A WEEK -Monday-
By KhristianGonzo
- 429 reads
It is seven o’clock in the morning and the house starts walking up around me, even outside me. From the bedroom’s window the late August sun looks set for another defeat; large clouds start to engulf my horizons. It will rain, most probably in a couple of hours. Birds tweet to each other the final instructions before fly over the same clouds hiding behind my window towards south and warmer Mondays. It is time of an instant cup of coffee before the ritual of shaving and showering.
I carry my aching body over the threshold of the kitchen where I found one of my flat sharing companions. His name is Jeremy. We look each other for a little spam of time, few instants, just the time to adjust our sight to each other appearance. It is no a pleasant scene and out of politeness we grunt to each other a good morning. The radio spins music, news, traffic jams and tube delays. I boil the kettle and scratch my arse waiting for another day at work.
The shower is in full downpour. Butterfly is all ready in with her shower gels and conditioners. She is late for work. From behind the bathroom’s door come her pleas and excuses; she will out soon but not to soon just the time to wash her black hair. I light a cigarettes wait for my turn. Ten minutes later I am soaping my naked frame damming god for another morning without breakfast. Jeremy and his long time girlfriend, Divine, have it in the kitchen when I grab my keys ready to leave the house, Butterfly is ready sit on the 172 bus. She will apply her make-over between stops. A little of lipstick and a touch of black eye-liner are just what it is required for a part-time secretary. My bus follows hers, half hour standing in exchange for eight hours sit behind a desk.

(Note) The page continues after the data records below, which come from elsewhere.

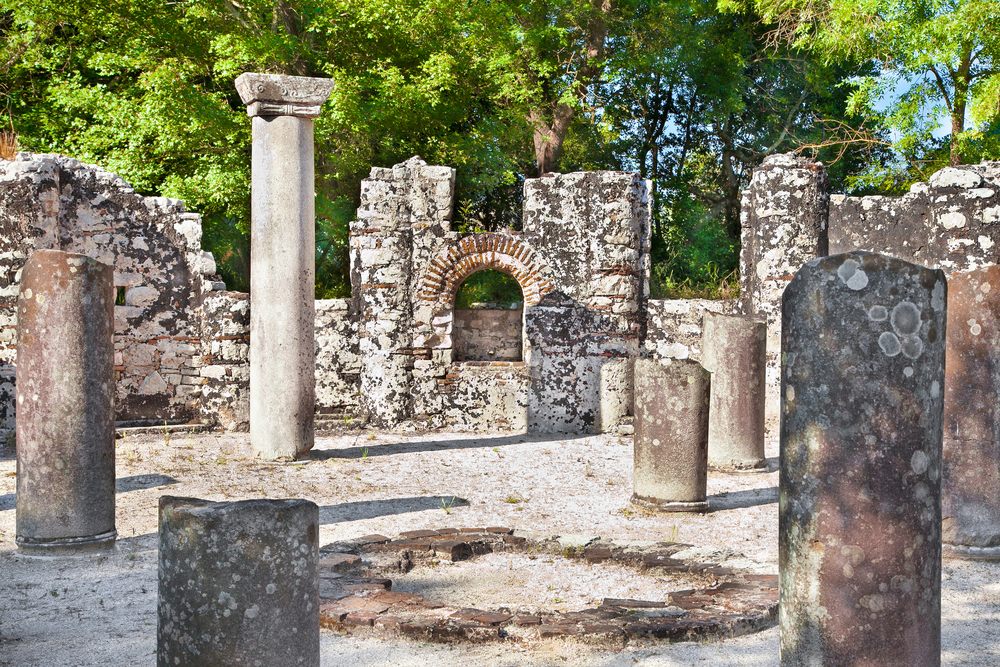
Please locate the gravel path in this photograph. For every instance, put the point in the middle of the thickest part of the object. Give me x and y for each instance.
(102, 611)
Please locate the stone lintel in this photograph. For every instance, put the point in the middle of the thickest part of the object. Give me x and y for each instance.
(281, 95)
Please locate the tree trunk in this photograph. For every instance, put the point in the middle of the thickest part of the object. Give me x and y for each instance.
(549, 135)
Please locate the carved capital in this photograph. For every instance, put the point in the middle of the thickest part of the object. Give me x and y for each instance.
(280, 95)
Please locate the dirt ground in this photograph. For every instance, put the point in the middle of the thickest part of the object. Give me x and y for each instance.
(102, 610)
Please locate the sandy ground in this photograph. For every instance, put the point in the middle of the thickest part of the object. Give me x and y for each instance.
(102, 610)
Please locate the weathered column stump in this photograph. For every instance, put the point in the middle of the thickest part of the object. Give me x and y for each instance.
(283, 271)
(971, 481)
(863, 350)
(734, 351)
(671, 435)
(238, 583)
(65, 404)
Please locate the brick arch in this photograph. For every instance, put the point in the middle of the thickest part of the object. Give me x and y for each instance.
(485, 251)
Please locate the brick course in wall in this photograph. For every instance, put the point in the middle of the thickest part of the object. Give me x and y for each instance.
(388, 354)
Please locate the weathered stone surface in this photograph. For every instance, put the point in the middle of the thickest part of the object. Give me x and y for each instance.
(238, 583)
(161, 272)
(671, 434)
(482, 334)
(282, 95)
(971, 480)
(784, 216)
(65, 419)
(734, 352)
(863, 349)
(674, 326)
(282, 276)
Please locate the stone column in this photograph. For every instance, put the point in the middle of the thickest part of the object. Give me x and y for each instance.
(238, 583)
(282, 273)
(863, 350)
(784, 215)
(65, 403)
(734, 351)
(671, 435)
(971, 482)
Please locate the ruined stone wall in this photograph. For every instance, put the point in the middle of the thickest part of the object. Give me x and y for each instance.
(674, 326)
(338, 363)
(483, 334)
(789, 218)
(54, 202)
(593, 230)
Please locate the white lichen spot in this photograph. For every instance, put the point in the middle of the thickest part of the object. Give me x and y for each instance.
(937, 296)
(889, 344)
(850, 272)
(952, 220)
(878, 314)
(905, 318)
(912, 347)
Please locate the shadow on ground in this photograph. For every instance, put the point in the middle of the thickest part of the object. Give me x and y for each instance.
(361, 450)
(734, 500)
(370, 509)
(137, 482)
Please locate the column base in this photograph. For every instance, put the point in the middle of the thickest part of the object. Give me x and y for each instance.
(67, 546)
(670, 506)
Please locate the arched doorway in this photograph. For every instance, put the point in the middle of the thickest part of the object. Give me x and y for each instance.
(489, 318)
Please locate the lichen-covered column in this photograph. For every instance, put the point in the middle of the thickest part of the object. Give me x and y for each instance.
(734, 351)
(282, 274)
(671, 435)
(238, 583)
(971, 483)
(784, 215)
(65, 403)
(863, 350)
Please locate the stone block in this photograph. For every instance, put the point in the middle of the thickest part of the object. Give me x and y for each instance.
(238, 583)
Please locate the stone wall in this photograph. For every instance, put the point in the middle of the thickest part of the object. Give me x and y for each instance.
(486, 334)
(154, 245)
(789, 218)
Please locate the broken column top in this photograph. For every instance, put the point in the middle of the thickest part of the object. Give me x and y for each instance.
(281, 95)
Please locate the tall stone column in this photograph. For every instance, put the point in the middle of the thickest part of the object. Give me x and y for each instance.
(733, 351)
(971, 482)
(65, 403)
(671, 435)
(283, 270)
(784, 216)
(859, 527)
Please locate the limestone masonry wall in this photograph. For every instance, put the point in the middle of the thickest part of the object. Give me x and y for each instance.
(789, 218)
(483, 334)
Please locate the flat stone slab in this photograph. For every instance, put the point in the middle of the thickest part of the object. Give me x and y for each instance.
(727, 603)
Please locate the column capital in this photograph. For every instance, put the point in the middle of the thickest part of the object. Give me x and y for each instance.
(281, 95)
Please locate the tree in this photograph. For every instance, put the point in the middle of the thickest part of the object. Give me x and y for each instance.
(945, 52)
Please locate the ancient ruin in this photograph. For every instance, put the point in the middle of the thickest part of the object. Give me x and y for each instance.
(282, 274)
(65, 418)
(237, 583)
(671, 435)
(863, 351)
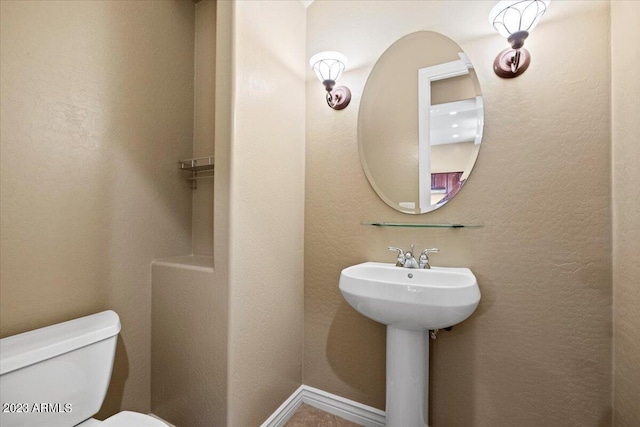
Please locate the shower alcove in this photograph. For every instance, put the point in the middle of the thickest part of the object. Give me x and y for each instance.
(183, 305)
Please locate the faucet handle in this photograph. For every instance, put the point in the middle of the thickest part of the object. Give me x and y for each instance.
(401, 259)
(424, 257)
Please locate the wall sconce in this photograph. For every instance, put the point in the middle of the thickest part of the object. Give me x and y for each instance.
(328, 67)
(514, 20)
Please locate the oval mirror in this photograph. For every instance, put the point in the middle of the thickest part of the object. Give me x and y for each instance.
(420, 122)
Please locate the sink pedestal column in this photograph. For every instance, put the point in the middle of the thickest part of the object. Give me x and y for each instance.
(407, 378)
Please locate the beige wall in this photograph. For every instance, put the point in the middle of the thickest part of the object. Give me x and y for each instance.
(266, 208)
(625, 87)
(204, 123)
(185, 381)
(97, 107)
(538, 348)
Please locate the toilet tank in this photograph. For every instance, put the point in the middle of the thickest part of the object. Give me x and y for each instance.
(57, 376)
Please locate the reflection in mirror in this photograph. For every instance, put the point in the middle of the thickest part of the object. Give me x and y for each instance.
(419, 141)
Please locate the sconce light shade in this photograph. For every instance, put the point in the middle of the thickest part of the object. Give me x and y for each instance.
(514, 20)
(328, 67)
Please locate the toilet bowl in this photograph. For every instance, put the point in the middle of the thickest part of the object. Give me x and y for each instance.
(58, 376)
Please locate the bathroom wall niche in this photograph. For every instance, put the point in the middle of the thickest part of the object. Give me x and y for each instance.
(420, 122)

Public transports are not as bad as they appear. My bus is one of the new models that swirl around London; long red snake, flexible in the middle with the number of seats which double the number of the standings. Today the number of the users, of the needed, overflows the space reserved for them and their belongings. Only the driver can enjoy enough space to turn the big wheel in front of him; stopping anytime a metallic bell calls for his attention. New people get in; old people get out and the space all around tights until the next stop.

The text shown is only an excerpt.